Opened 11 years ago
Last modified 5 years ago
#25851 new defect (bug)
post_content lost when inserting Posts with large base64-encoded images
Reported by: | ctayloroomphinc | Owned by: | |
---|---|---|---|
Milestone: | Priority: | low | |
Severity: | critical | Version: | 3.8 |
Component: | Formatting | Keywords: | kses needs-patch |
Focuses: | Cc: |
Description
post_content will be silently blanked-out during a wp_insert_post() call that contains large base64-encoded images within Post HTML content.
I've found the source of this problem to be the wp_pre_kses_less_than() function. In the scenario described above, the call to preg_replace_callback() fails, causing a NULL to be returned from wp_pre_kses_less_than(), instead of a string.
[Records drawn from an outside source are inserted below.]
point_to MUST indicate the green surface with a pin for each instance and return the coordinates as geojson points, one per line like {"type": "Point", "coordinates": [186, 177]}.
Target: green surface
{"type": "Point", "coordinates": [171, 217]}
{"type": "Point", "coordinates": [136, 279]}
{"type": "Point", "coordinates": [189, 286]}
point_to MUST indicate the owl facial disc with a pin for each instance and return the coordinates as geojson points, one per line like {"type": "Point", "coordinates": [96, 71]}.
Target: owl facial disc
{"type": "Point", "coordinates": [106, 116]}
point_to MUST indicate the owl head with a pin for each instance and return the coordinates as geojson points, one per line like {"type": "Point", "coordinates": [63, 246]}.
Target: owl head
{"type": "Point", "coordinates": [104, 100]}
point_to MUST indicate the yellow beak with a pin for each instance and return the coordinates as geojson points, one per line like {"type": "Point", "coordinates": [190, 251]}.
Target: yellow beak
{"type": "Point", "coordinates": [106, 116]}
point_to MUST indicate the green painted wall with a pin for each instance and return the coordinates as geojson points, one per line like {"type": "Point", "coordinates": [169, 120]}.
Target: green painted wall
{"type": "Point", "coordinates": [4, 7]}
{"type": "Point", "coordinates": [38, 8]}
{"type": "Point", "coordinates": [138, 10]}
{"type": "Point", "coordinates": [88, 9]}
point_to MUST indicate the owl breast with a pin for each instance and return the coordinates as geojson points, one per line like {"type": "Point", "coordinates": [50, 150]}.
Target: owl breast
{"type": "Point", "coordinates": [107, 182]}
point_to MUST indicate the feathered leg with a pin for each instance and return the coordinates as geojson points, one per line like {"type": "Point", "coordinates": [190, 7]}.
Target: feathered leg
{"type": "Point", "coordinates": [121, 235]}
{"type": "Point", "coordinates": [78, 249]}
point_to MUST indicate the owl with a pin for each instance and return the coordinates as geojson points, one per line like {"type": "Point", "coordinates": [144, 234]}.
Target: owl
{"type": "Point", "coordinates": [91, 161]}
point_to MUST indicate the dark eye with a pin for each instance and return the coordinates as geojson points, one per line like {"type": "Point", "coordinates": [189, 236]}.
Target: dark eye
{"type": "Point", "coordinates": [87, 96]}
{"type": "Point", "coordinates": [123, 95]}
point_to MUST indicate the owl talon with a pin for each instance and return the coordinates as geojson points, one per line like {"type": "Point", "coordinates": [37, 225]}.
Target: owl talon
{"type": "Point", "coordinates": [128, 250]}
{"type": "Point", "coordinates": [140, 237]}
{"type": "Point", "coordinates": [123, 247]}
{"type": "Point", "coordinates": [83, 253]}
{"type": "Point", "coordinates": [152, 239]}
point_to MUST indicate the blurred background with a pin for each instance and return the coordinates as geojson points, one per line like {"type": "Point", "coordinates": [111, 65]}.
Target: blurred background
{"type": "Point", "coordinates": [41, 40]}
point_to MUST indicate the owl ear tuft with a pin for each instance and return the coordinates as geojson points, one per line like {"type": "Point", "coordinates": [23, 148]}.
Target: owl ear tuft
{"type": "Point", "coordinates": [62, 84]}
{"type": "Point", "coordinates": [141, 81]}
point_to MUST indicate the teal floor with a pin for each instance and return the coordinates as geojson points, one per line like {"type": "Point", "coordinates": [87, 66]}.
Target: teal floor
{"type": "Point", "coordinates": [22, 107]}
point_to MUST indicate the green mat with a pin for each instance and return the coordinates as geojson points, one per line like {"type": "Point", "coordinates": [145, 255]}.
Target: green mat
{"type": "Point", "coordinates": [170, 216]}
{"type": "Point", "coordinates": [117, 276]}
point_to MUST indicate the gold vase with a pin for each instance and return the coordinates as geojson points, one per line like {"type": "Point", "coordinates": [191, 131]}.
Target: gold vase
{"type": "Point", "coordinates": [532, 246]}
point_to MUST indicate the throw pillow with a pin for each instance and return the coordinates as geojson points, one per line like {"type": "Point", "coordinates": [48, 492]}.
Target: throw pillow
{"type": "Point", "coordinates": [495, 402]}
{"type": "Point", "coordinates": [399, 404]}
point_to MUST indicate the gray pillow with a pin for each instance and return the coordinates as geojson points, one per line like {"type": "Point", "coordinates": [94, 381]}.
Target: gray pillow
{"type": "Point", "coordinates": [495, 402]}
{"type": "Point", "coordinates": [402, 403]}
In this case preg_replace_callback() returns NULL because of a PREG_BACKTRACK_LIMIT_ERROR.
The error can be worked around by setting a higher pcre.backtrack_limit in php.ini, but I still consider this to be a bug because the wp_pre_kses_less_than() should at least emit a warning to the debug.log informing someone that there was an internal PHP error (silent in this case, regardless of error_reporting settings).
Beyond this, the function should check the return value of preg_replace_callback(), and if it is NULL, perhaps consider returning the original string as it was passed by the caller, so the caller does not end up with unexpectedly empty post_content.
Another option would be to look in to tweaking the regex so that it does need exceed the default resources as configured by pcre.backtrack_limit, which is 100000 by default.
More info: http://www.php.net/manual/en/pcre.configuration.php#ini.pcre.backtrack-limit
I have attached a file that shows how to re-produce this bug. Run the file via WP-CLI like so:
wp eval-file wp_pre_kses_less_than_bug_repro.php
I'm setting the Severity of this bug to critical, since it results in unexpected data loss.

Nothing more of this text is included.